Empowering Farmers through Knowledge

Trade Kings Group Commissions Zambia’s First Glucose and Starch Plant in Lusaka

On October 21, 2025 Trade Kings Group, through its subsidiary Kingsworth Group Limited, switched on Zambia’s first commercial glucose and starch plant at the Lusaka Multi-Facility Economic Zone. The US$110 million facility is more than new machinery and a neat ribbon cutting. It is a turning point for Zambia’s industrial story, a physical answer to a long-running question: how to turn abundant raw maize into higher-value products that stay and grow here.

From the day the gates opened, the plant’s purpose was clear. It will produce starch, liquid glucose, maltodextrin and animal feed by-products for food, beverage and manufacturing clients across Zambia and beyond. That output will replace a significant share of imports, free up foreign exchange and create domestic supply chains that farmers, truck drivers, processors and retailers can count on. President Hakainde Hichilema described the commissioning as a national milestone in the country’s push from consumption to production, calling it proof that Zambia is walking the talk on industrial transformation.

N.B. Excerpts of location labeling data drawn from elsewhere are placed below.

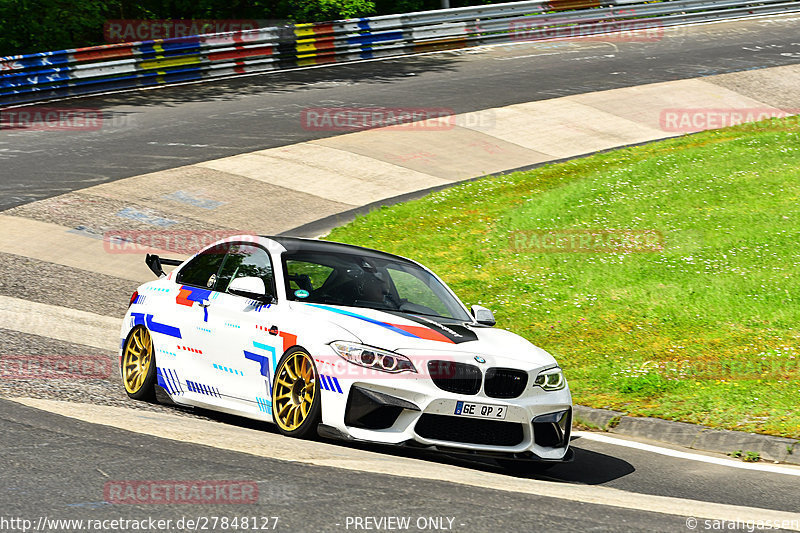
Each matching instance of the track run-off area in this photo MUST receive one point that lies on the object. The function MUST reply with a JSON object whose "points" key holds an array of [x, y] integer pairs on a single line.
{"points": [[235, 156]]}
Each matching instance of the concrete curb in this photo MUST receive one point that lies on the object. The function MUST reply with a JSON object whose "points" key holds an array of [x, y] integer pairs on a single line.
{"points": [[692, 436], [325, 225]]}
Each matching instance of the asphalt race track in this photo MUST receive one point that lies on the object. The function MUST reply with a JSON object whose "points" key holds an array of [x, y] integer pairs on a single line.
{"points": [[57, 466], [168, 127]]}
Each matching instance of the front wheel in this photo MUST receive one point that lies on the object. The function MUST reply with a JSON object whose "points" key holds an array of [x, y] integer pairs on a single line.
{"points": [[296, 399], [139, 365]]}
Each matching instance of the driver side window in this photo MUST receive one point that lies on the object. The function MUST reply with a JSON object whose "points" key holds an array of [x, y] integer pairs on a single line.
{"points": [[202, 270], [246, 260]]}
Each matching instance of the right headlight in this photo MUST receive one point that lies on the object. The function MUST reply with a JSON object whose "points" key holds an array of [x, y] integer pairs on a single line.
{"points": [[551, 379], [373, 358]]}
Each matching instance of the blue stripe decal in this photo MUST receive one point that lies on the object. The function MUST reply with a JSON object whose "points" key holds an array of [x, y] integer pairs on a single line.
{"points": [[140, 319], [176, 381], [336, 383], [161, 382], [271, 350], [366, 319], [262, 360]]}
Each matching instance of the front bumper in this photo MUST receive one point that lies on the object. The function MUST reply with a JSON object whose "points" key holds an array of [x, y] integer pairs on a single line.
{"points": [[415, 412]]}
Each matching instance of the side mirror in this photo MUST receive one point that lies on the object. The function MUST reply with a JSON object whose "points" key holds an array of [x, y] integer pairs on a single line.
{"points": [[249, 287], [482, 315]]}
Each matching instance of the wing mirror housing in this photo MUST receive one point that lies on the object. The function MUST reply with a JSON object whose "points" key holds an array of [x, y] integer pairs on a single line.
{"points": [[250, 287], [482, 315]]}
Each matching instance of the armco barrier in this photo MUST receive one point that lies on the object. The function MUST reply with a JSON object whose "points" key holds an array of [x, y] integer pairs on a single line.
{"points": [[49, 75]]}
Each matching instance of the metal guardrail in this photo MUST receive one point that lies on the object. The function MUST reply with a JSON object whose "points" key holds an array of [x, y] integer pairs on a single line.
{"points": [[51, 75]]}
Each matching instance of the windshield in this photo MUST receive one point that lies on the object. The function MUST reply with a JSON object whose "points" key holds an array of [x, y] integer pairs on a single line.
{"points": [[354, 280]]}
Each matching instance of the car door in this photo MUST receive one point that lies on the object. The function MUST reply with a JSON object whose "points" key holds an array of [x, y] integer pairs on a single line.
{"points": [[245, 345], [183, 364]]}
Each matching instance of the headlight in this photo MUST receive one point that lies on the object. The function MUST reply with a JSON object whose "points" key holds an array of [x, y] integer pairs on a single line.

Why this matters for farmers and communities

This is not an isolated factory. The plant has been designed to source roughly 126,000 tonnes of maize a year from local growers. That figure matters because it converts smallholder harvests into steady demand. For a farmer, a guaranteed buyer and predictable payments can mean the difference between seasonal uncertainty and a dependable household income. For rural towns, the new demand for maize creates knock-on work for transporters, grain graders, storage facilities and small businesses that service those workers.

The plant is also expected to generate more than 1,000 direct jobs on site. When technicians, operators and administrators receive training and stable pay, the benefits reach families and neighbourhoods. The local skills investments will also create a talent pool for future industrial projects, raising the long-term productivity of Zambia’s workforce.

A measurable boost to the national economy

Beyond jobs and farm incomes, the plant moves the needle on macroeconomic concerns. With import substitution estimated to save more than US$30 million a year and export potential projected at up to US$150 million, the facility strengthens foreign exchange stability and cushions the economy against external shocks. Those are not just large numbers on a balance sheet. They represent more fiscal space for public priorities and a firmer platform for private investment.

Trade Kings Group has already been a major private investor in Zambia. The company’s ongoing commitments now exceed US$1 billion and support thousands of jobs across sectors. The new glucose and starch plant complements those investments by creating high-value goods that can be sold regionally and globally, amplifying Zambia’s industrial footprint.

How government and private sector came together

The plant sits inside a Multi-Facility Economic Zone, where incentives and predictable regulations helped bridge the gap between concept and commissioning. At the launch the President praised the success of public-private partnership, and the government reaffirmed measures to stabilize inflation and maintain a predictable exchange rate, both crucial for investor confidence. Commerce and industry officials framed the project as part of a broader industrial revival that is already creating new factories and jobs across the country.

What lies ahead

The facility was developed in two phases, with the first phase funded at US$60 million and the second at US$50 million. The initial focus will be on steady production and integrating local suppliers. Over time the goal is to scale exports, deepen backward linkages with farmers through better storage and logistics, and develop higher-value derivative products. Trade Kings Group and government leaders have also signalled further commissioning of major industrial projects, which suggests this plant is a headline act in a larger economic encore.

A short story about national independence through production

With Zambia approaching its 61st independence anniversary the new plant is a symbolic and practical milestone. It is proof that economic independence can be built product by product, job by job, crop by crop. The image of maize trucks arriving at a state-of-the-art processing line captures that evolution: from field to factory to shelf, an entire chain earning value inside the country. That is the practical meaning of industrialization, and it is what Zambians were celebrating when the plant was commissioned.

This glucose and starch plant is not a standalone success. It is a bridge. It connects farmers to markets, raw materials to manufactured goods, private ambition to national strategy. For businesses, it opens supply opportunities. For workers, it creates livelihoods. For the country, it is a concrete step toward producing more of what Zambia consumes and selling more of what the world buys. In short, it is a plant with the potential to change how Zambia grows its economy.